Février n’est pas un mois différent que pour les pilotes de la catégorie reine. Le peloton du championnat du monde Superbike vit lui aussi un hiver très particulier. Ces vingt dernières années, les saisons avaient toutes débuté en février, au plus tard début mars – du 28 février au 1er mars en 2020. Là, il va falloir patienter. Et patienter longtemps : jusqu’au week-end du 25 avril.

La faute revient à nouveau à la crise sanitaire, qui a poussé les organisateurs à attendre que le printemps soit bien engagé pour commencer à courir en Europe. Les épreuves de février-mars sont généralement distribuées hors du continent (Australie, Qatar, Thaïlande), notamment pour des raisons météorologiques. Mais cette année, les restrictions et les difficultés de mise en place chamboulent le programme.

Le coup d’envoi du WSBK en avril, ça n’était plus arrivé depuis 2000 – et encore, la première des trois journées de l’épreuve s’était déroulée le 31 mars. Stricto sensu, il faut remonter à 1996. Plus de six mois vont s’écouler entre la dernière manche de la saison précédente et la première de la prochaine (du 18 octobre 2020 au 24 avril 2021). Une trêve aussi longue, c’est aussi un défi à relever pour les pilotes, une organisation d’entraînement à repenser et une motivation à réussir à maintenir, ainsi que nous l’a expliqué le Français Christophe Ponsson.
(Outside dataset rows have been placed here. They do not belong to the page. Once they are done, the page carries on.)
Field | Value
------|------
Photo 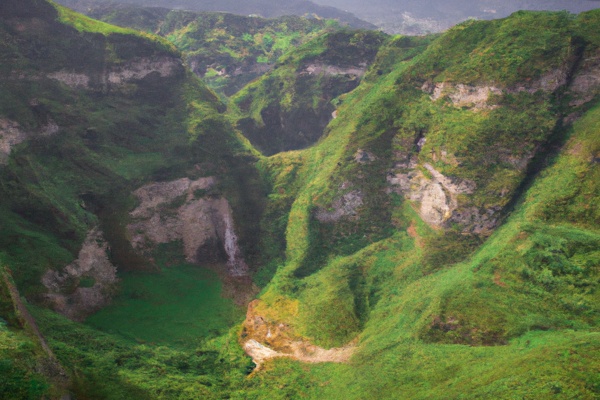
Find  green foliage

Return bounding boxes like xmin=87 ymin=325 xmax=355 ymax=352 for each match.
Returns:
xmin=0 ymin=3 xmax=600 ymax=399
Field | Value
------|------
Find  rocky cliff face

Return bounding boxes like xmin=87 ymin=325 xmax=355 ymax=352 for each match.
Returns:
xmin=127 ymin=177 xmax=248 ymax=276
xmin=42 ymin=228 xmax=118 ymax=321
xmin=0 ymin=118 xmax=60 ymax=166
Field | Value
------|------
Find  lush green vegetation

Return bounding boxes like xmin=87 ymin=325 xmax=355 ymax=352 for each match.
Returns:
xmin=231 ymin=30 xmax=386 ymax=155
xmin=85 ymin=6 xmax=340 ymax=96
xmin=0 ymin=0 xmax=600 ymax=399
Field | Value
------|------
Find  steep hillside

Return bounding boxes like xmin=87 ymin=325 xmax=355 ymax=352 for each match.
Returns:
xmin=0 ymin=0 xmax=600 ymax=399
xmin=231 ymin=30 xmax=386 ymax=155
xmin=242 ymin=8 xmax=600 ymax=398
xmin=0 ymin=0 xmax=262 ymax=398
xmin=315 ymin=0 xmax=598 ymax=35
xmin=82 ymin=5 xmax=339 ymax=96
xmin=52 ymin=0 xmax=375 ymax=29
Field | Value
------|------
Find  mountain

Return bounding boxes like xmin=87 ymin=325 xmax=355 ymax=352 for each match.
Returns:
xmin=315 ymin=0 xmax=598 ymax=35
xmin=59 ymin=0 xmax=375 ymax=29
xmin=79 ymin=5 xmax=341 ymax=96
xmin=0 ymin=0 xmax=600 ymax=399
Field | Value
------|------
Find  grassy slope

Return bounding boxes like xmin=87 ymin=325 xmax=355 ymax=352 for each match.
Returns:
xmin=231 ymin=30 xmax=387 ymax=155
xmin=84 ymin=5 xmax=339 ymax=96
xmin=237 ymin=75 xmax=600 ymax=399
xmin=241 ymin=8 xmax=600 ymax=398
xmin=0 ymin=0 xmax=262 ymax=399
xmin=2 ymin=3 xmax=600 ymax=399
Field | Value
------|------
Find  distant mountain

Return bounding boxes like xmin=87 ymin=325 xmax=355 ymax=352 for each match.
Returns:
xmin=314 ymin=0 xmax=600 ymax=34
xmin=57 ymin=0 xmax=376 ymax=29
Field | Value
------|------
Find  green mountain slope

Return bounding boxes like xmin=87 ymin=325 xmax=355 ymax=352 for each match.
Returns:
xmin=0 ymin=0 xmax=600 ymax=399
xmin=231 ymin=30 xmax=386 ymax=155
xmin=88 ymin=5 xmax=339 ymax=96
xmin=237 ymin=12 xmax=600 ymax=398
xmin=0 ymin=0 xmax=262 ymax=398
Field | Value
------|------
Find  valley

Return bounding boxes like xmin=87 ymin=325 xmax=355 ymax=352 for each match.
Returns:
xmin=0 ymin=0 xmax=600 ymax=399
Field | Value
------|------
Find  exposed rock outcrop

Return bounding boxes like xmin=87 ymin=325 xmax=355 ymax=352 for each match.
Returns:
xmin=387 ymin=162 xmax=476 ymax=230
xmin=303 ymin=62 xmax=367 ymax=77
xmin=421 ymin=65 xmax=572 ymax=111
xmin=0 ymin=118 xmax=60 ymax=165
xmin=45 ymin=57 xmax=183 ymax=90
xmin=107 ymin=57 xmax=183 ymax=85
xmin=421 ymin=82 xmax=502 ymax=111
xmin=354 ymin=149 xmax=377 ymax=164
xmin=42 ymin=228 xmax=118 ymax=321
xmin=0 ymin=118 xmax=29 ymax=165
xmin=127 ymin=177 xmax=248 ymax=276
xmin=241 ymin=300 xmax=356 ymax=368
xmin=315 ymin=190 xmax=363 ymax=222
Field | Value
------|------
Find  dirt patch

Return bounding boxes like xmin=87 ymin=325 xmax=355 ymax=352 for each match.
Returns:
xmin=494 ymin=271 xmax=506 ymax=287
xmin=241 ymin=300 xmax=356 ymax=369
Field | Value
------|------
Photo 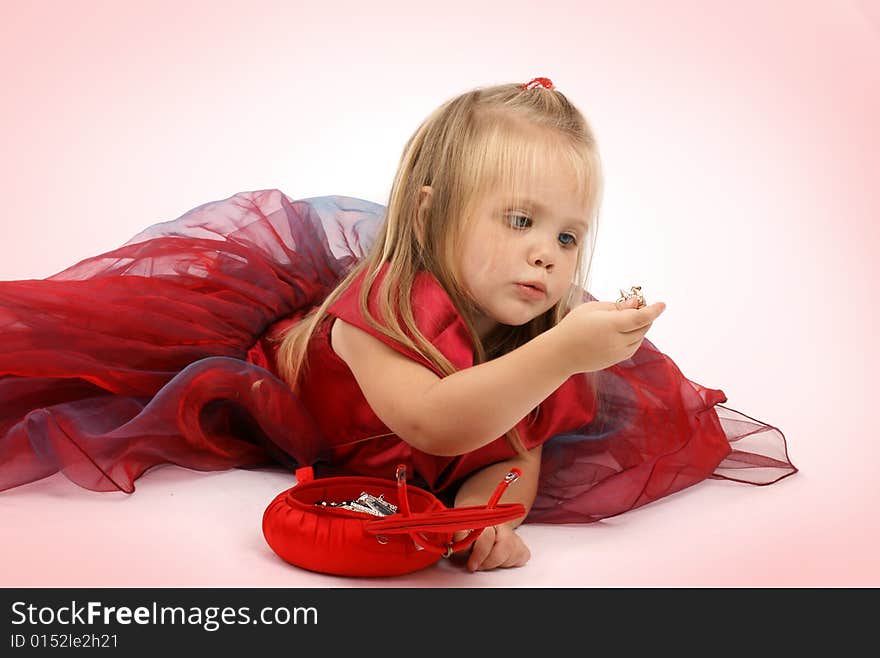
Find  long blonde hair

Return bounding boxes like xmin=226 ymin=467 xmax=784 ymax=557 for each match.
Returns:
xmin=276 ymin=78 xmax=603 ymax=454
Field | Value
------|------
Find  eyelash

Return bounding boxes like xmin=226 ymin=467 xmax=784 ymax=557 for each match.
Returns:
xmin=507 ymin=213 xmax=577 ymax=249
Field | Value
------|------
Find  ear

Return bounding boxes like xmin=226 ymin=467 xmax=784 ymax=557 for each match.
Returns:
xmin=415 ymin=185 xmax=434 ymax=247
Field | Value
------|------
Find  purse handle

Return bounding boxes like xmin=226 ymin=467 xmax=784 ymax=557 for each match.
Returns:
xmin=365 ymin=464 xmax=526 ymax=557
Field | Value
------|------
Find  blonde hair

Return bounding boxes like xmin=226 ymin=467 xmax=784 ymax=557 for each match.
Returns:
xmin=276 ymin=84 xmax=603 ymax=454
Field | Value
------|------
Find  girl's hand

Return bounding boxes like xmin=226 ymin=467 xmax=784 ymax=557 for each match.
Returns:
xmin=548 ymin=297 xmax=666 ymax=374
xmin=452 ymin=524 xmax=532 ymax=571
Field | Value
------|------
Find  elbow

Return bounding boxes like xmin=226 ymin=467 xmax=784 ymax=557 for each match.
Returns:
xmin=401 ymin=420 xmax=487 ymax=457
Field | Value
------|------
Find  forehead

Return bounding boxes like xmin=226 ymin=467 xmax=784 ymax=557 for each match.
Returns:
xmin=480 ymin=164 xmax=589 ymax=221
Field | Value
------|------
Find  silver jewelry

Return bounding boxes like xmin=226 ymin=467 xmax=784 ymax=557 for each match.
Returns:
xmin=615 ymin=286 xmax=645 ymax=308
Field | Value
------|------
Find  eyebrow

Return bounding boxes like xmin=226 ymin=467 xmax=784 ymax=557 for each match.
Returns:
xmin=508 ymin=199 xmax=590 ymax=231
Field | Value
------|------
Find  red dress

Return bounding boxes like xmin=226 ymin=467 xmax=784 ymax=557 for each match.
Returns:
xmin=0 ymin=190 xmax=797 ymax=523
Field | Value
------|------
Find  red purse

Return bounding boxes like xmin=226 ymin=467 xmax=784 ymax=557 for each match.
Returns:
xmin=263 ymin=465 xmax=526 ymax=576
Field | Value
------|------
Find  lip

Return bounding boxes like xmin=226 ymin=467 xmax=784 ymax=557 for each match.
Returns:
xmin=514 ymin=283 xmax=547 ymax=300
xmin=517 ymin=281 xmax=547 ymax=295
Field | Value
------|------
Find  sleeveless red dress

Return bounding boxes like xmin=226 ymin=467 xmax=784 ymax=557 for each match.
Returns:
xmin=0 ymin=190 xmax=797 ymax=523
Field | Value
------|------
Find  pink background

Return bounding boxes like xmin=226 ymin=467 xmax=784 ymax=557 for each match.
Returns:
xmin=0 ymin=0 xmax=880 ymax=587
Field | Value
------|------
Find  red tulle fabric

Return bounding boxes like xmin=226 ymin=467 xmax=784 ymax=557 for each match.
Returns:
xmin=0 ymin=190 xmax=797 ymax=523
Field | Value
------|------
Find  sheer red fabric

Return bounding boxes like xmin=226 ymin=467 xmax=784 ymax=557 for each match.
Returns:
xmin=0 ymin=190 xmax=797 ymax=523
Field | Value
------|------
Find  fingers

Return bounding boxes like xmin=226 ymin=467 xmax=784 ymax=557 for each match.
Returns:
xmin=620 ymin=302 xmax=666 ymax=334
xmin=467 ymin=526 xmax=495 ymax=571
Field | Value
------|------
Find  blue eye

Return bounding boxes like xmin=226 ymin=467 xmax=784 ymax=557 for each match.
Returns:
xmin=507 ymin=213 xmax=577 ymax=247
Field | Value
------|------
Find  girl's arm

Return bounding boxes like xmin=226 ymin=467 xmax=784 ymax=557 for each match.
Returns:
xmin=331 ymin=319 xmax=573 ymax=456
xmin=455 ymin=438 xmax=541 ymax=530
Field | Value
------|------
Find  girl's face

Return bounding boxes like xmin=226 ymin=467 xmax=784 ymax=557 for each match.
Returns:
xmin=457 ymin=164 xmax=588 ymax=337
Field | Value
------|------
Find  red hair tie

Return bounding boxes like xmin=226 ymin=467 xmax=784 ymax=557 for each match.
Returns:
xmin=519 ymin=78 xmax=553 ymax=89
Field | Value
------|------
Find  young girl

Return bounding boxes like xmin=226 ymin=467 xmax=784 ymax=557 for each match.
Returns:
xmin=0 ymin=78 xmax=797 ymax=570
Pas de course en février-mars pour les pilotes Superbike cette année. Une première depuis plus de 20 ans.

Aucun test WSBK « officiel » ne sera organisé en février, mais là-encore, cela ne veut pas dire que personne ne va s’entraîner. Au contraire, les équipes sont en train d’adapter leurs plans afin de faire rouler les pilotes, comme cela s’est passé fin janvier. Pendant ce temps, les dernières négociations quant aux places restantes sur la grille de départ sont en cours.

Essais privés, entraînements, (fin des) transferts, interviews exclusives, avancées dans les dossiers chauds du moment (la convalescence de Marc Marquez, les reconfigurations de calendriers…), présentations 2021 des équipes : même dans ces circonstances particulières, GP-Inside sera bien au rendez-vous de l’actualité. Tout « différent » que sera ce mois de février.